I'm curious to hear about the specifics of your encodes. I have the same chips and an overclocked 3930k
 
Ok the new board works, 12-cores (24 threads) freaking awesome, was dong x264 encodes, it's beating my 3930k by 15 minutes which is beasty.

Not bad for only $300 investments and using hand me down parts (ssd, ram, case, gpu). Will get back to folding too once I get a decent GPU for some League of Legends :).

Folding on a pair of hex cores will net about 40k in PPD under windows, no need to wait for a gpu....
 
nice. What dual CPU super micro did you end up going with?

SUPERMICRO X8DAL-I-O ATX

I'm curious to hear about the specifics of your encodes. I have the same chips and an overclocked 3930k

x264 2x pass mt2s to avchd & mt2s to mkv 2x pass - hi-pass.

SSD to SSD.

Did many benchmarks, the dual hex's are winning all the time.

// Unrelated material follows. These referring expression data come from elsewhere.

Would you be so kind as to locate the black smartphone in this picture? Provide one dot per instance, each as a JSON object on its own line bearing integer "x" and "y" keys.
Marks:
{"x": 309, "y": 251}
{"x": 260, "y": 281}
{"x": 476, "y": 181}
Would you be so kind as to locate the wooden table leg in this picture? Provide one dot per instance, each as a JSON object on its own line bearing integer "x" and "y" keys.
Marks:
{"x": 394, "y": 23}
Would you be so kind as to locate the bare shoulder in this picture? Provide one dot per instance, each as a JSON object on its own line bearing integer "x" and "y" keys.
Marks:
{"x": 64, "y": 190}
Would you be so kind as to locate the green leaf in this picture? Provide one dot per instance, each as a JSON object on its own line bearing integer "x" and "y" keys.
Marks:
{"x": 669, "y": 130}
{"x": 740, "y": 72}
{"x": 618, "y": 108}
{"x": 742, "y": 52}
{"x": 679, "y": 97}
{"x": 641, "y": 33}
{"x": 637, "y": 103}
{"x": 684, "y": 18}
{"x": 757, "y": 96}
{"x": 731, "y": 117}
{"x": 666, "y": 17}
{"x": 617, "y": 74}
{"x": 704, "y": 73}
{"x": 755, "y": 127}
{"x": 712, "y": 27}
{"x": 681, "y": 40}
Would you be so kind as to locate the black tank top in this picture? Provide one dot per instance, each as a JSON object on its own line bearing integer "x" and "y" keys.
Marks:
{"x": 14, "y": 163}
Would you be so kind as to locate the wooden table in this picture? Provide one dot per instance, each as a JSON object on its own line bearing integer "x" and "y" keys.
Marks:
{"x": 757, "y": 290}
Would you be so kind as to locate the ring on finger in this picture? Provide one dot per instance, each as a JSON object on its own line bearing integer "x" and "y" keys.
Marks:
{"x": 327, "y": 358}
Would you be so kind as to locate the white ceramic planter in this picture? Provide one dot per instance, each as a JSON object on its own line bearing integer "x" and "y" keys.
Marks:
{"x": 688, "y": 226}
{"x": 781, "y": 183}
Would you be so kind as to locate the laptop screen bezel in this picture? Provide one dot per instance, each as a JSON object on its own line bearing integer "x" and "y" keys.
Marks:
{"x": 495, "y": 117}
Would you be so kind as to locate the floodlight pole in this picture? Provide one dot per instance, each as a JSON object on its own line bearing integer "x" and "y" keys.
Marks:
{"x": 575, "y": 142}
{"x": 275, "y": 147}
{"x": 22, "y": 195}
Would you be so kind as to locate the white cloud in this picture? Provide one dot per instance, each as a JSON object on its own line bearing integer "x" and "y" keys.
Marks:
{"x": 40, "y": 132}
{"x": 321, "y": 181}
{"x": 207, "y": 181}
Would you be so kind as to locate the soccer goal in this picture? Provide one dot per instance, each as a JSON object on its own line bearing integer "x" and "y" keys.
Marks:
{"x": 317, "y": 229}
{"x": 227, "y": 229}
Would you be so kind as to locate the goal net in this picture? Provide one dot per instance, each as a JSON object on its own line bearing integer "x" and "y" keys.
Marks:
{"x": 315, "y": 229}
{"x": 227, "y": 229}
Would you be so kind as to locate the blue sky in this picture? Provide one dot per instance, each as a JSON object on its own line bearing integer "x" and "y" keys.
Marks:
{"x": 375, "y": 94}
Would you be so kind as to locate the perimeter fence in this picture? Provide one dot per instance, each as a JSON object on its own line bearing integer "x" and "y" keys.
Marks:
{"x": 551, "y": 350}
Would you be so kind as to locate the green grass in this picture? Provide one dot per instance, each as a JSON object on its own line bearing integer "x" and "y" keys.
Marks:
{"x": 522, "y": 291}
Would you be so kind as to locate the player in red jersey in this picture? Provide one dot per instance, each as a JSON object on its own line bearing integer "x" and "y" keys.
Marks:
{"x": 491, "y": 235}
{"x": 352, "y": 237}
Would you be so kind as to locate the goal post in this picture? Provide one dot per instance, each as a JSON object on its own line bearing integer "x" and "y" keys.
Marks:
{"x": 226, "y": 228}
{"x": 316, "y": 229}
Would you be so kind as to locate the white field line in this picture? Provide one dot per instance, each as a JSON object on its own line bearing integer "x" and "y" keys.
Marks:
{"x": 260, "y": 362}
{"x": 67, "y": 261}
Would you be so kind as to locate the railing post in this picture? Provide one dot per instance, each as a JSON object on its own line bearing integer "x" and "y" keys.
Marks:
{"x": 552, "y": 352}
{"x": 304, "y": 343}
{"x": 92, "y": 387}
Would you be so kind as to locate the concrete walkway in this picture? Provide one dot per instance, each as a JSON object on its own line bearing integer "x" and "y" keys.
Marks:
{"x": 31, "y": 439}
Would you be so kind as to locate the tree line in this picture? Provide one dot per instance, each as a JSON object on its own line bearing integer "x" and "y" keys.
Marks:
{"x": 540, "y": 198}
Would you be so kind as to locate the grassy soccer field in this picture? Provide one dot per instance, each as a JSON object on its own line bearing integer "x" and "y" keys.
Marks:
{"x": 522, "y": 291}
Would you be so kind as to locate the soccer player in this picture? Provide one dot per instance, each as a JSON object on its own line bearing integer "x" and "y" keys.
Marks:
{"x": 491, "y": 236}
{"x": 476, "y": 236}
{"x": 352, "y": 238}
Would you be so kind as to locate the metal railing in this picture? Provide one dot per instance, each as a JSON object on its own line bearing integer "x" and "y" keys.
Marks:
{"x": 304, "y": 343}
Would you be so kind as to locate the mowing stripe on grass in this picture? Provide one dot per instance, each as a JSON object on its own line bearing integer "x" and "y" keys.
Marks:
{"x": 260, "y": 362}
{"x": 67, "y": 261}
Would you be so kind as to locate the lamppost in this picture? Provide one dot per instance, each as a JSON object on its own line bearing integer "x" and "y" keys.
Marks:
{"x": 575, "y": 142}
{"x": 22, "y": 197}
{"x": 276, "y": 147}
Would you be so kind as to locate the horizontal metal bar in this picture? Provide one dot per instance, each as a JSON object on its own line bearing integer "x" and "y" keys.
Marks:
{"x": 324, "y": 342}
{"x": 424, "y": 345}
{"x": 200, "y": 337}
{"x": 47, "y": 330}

Time to sell the 3930k :).

Folding on a pair of hex cores will net about 40k in PPD under windows, no need to wait for a gpu....

Hmm... I see we have almost the same hardware, what if I fold under linux? will I be able to hit 100k?

Thanks
 
Hmm... I see we have almost the same hardware, what if I fold under linux? will I be able to hit 100k?

Thanks

Linux will give you about an extra 8k PPD, my L5640's top out at just over 50k on a really good unit

100k PPD is only doable with the -bigadv flag on 1366 hardware, unfortunately L56xx cpu's don't have enough clockspeed to complete in time, you need at least x5650's for that
 
Linux will give you about an extra 8k PPD, my L5640's top out at just over 50k on a really good unit

100k PPD is only doable with the -bigadv flag on 1366 hardware, unfortunately L56xx cpu's don't have enough clockspeed to complete in time, you need at least x5650's for that

Thanks for the info, at least it's better than nothing. :D

Will be selling my 3930k rig now.
 
Mine is still going strong after 3 years though you should really put a fan on the northbridge it runs hot as hell.
too bad I run e5520's on them upgrading was more expensive than getting a new platform with cheap ES procs.
 
I'm late to the party, but whenever I buy a used motherboard the first thing I do is replace the battery.

For fifty cents per CR2032 battery, buy a strip of them and toss them in a drawer and forget about them until you get a new board. I've resurrected many a non-booting board by swapping out the battery so many times it has become part of the process to swap batteries before I do anything else.